Nos habíamos tumbado en cuanto nos hubimos cambiado la ropa mojada, y desde entonces seguíamos en la misma posición, ahí, inmutables; yo por ese miedo a que se fuera, él por el miedo a que yo cambiara de opinión.

Hacía apenas dos horas me preguntaba qué le diría al verlo, me mentalizaba para encontrar alguna forma de hablar con él, de hacerlo entrar en razón; y ahí estábamos, en la peor y mejor situación en la que podíamos estar. El teléfono de casa no dejaba de sonar, una, y otra, y otra vez; uno tras otro intento de ser localizados había sido ignorado. El móvil de Eros tampoco había dejado de incordiar hasta que él mismo lo había parado. No hacía falta saber de quién se trataba, ni sobre el motivo de esas llamadas. Era probable que yo tuviera unas cuantas más en mi teléfono.

—Me expulsarán unos días —susurré sobre su cuello, Eros se estremeció—. Y hablarán con tus padres.

Eros se separó de mí lo suficiente como para poder mirarme a los ojos. Su pulgar viajó hacia mis labios y los acarició suavemente.

—No hablemos de eso ahora —pidió, en sus labios adornó unas pequeña sonrisa, que junto sus ojos, observaban algo más allá de mi barbilla—. ¿Aún llevas esa tontería?

Sus dedos volaron hacia mi cuello, cogiendo entre su índice y su pulgar el colgante improvisado que, un día en la cafetería, había hecho con la anilla de una lata de refresco y una cadena de metal que antes había pertenecido a un propietario despistado. Cinco míseros días habían pasado desde entonces... joder, sí, cuan relativo podía llegar a ser el tiempo.

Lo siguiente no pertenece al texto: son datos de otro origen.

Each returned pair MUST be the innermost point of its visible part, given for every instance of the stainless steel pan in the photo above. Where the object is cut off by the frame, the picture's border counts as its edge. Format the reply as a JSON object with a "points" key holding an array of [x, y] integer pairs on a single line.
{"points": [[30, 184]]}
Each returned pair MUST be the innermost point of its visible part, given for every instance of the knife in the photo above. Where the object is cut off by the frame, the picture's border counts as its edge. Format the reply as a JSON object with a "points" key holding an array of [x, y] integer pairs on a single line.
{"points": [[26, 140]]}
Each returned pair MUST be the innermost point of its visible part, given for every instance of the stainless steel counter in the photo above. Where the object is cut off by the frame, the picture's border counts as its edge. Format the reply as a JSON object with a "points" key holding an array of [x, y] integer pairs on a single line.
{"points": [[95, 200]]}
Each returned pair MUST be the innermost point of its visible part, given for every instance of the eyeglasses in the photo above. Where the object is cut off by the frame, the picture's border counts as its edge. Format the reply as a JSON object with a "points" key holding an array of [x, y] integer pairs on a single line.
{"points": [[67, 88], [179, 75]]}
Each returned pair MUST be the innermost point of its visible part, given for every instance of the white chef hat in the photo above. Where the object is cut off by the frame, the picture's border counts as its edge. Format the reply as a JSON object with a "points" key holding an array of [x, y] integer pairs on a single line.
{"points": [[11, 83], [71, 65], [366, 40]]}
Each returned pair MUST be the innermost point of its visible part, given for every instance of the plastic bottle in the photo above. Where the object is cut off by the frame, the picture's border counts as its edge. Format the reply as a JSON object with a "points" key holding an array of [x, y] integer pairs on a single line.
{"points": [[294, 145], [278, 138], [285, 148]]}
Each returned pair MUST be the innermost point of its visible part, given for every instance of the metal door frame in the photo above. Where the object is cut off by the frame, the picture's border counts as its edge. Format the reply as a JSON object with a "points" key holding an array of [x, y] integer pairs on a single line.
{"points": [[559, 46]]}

—Para mí no fue una tontería —contesté, prácticamente murmuré—. Nada de lo que hicimos y hablamos podré considerarlo una tontería.

Mis palabras parecieron afectarle, pues soltó el colgante y se alejó de mí, recostándose en el cabezal, ahora sentado. Lo imité, y sus ojos, tristes y desamparados, me observaron con arrepentimiento.

—Para mí tampoco lo fue, créeme. —Su mirada viajó hacia la mesilla de noche que descansaba justo a su lado; la abrió, y de ahí sacó un pequeño papel que identifiqué de inmediato. Mis mejillas se tiñeron de la más pura vergüenza—. E incluso con cosas como estas, siempre tuve la esperanza de que no lo fuera para ti.

No podía dejar de observar el papelito entre sus dedos, mi letra danzando de una de sus yemas a otra. Ese pequeño objeto era la prueba de lo crueles, malvadas y estúpidas que podían ser las personas.

Finalmente, y sorprendiéndome, Eros rompió en decenas de trozos el papel, lanzándolo por los aires con una bonita sonrisa triste. Algunos trozos cayeron sobre nuestras cabezas, sobre nuestros parpados, sobre nuestros hombros, pero la mayoría quedaron esparcidos por el colchón.

—Nos queremos y necesitaba hacer confeti con nuestros demonios para celebrarlo.

Tuve el impulso de decir que ojalá fuera tan fácil deshacerse de todo aquello que nos prometía un final poco feliz, pero callé. Estábamos en aquella burbuja, juntos, sin saber en qué momento todo acabaría, sin saber que pasaría a continuación; sin siquiera saber si al volver a casa mamá me estaría esperando para cenar o, simplemente, llorando en el salón con miles de palabras hirientes deseando salir de sus labios.

En lo más hondo de mi corazón sabía que sería la segunda opción, pero evité las intenciones de mi cebero de pensar en ello; en su lugar, alargué una de mis brazos y con suavidad quité un trozo de papel del negro pelo de Eros.